Initially, the court notes that petitioner's motion and respondent's cross-motion under index numbers 83761/19 and 83765/19 are consolidated for purposes of disposition. The procedural histories of the proceedings are substantially identical. Petitioner commenced each after the service of a petition dated November 6, 2019. Each petition alleges that it was proceeded by an oral demand for rent — 83761/19 seeks to recover rent at $850 per month for October 2018 through November 2019 and 83765/19 seeks rent at $2250 per month for May 2018 through November 2019. The petitions in both proceedings allege that 397 Linden Street, in Brooklyn (Building) is not subject to rent control or the Rent Stabilization Law of 1969 "by reason of the fact that the housing accommodations in this six (6) family house are or have become vacant on or after April 1, 1953 and by reason of vacancy decontrol." The petition further alleges that "[t]he premises are not subject to regulation pursuant to Emergency Tenant Protection Act of 1974 for the reasons that the premises were constructed after January 1, 1974, that the building contains fewer than six units and/or that the premises have been decontrolled pursuant to the Vacancy Decontrol Law."
Both matters initially appeared on the court's calendar on December 5, 2019, with respondents represented by counsel who had interposed answers setting forth numerous affirmative defenses and counterclaims. On that day both proceedings were dismissed on petitioner's default. By Motions returnable January 22, 2020, petitioner sought vacatur of the defaults. The Hon. Eleanora Ofshtein, in an order dated January 22, 2020, consolidated the motions for purposes of disposition and issued an order granting petitioner's motion to restore, and permitted on consent the filing of reply to the counterclaims, which had been earlier rejected. The order also granted petitioner's application to discontinue its prima facie case and set a trial date of March 9, 2020 for the limited purpose of trial on counterclaims related to rent overcharge, as respondent withdrew all other counterclaims on consent.
On March 9, 2020, the court further adjourned the proceedings to April 20, 2020. Before that date was reached, as a consequence of the COVID-19 pandemic, the chief administrative judge of the state issued an order closing this court to all but essential applications after March 16, 2020 (Administrative Order 68/20, March 16, 2020). As executive orders, administrative orders, and implementing memoranda increased the scope of proceedings and their elements that the court could address, this court scheduled a virtual appearance in the matter, which took place on August 19, 2020. The matter was then adjourned for an extended period to October 29, 2020, in anticipation of respondent's motion being made, with opposition and reply served and filed so that the motion could be heard on that day.

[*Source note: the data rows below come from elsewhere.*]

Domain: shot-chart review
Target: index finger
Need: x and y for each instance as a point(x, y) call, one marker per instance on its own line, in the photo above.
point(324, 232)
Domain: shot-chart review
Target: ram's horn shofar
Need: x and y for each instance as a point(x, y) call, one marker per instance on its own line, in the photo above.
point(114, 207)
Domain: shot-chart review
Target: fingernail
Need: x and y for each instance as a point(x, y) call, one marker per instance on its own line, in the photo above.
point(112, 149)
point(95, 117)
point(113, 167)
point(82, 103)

On October 29, 2020, the parties appeared as scheduled. Both respondent's motion for summary judgment and respondent's reply had been filed, but petitioner's opposition to summary judgment, though served, had not been filed. Petitioner's counsel asserted that it had been timely served, but that technical difficulties had prevented its timely filing. Under those circumstances, the court granted petitioner's application for an extension of time to file the opposition papers it had served, directing that they be filed no later than November 2, 2020. The court expressly provided that, as long as the papers were marked as having been filed on November 2, 2020, even if, because of processing delays, the court did not become aware of their filing until a later date, they would be considered timely. The corollary to that, as the court informed the parties, was that if the papers were not filed by November 2, 2020, the motion would be marked submitted without opposition.

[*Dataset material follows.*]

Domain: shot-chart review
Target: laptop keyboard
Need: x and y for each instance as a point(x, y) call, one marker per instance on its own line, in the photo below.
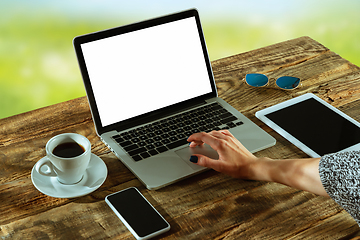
point(172, 132)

Petitioner never filed the opposition papers that had been served.
Instead of filing the opposition papers, petitioner, in the early morning hours of November 3, 2020, at approximately 1:11 AM, electronically filed cross-motions in both proceedings. Both cross-motions sought denial of the motion in chief, leave to amend the verified reply to counterclaims, and an order for payment of arrears with issuance of a warrant of eviction on default; the motion filed in 83765/19 sought vacatur of a default judgment entered under index number 61097/2018, a prior proceeding relating to the same apartment, and consolidation of the two proceedings. The court scheduled virtual appearances on November 17, 2020, when the putative cross-motions were made returnable.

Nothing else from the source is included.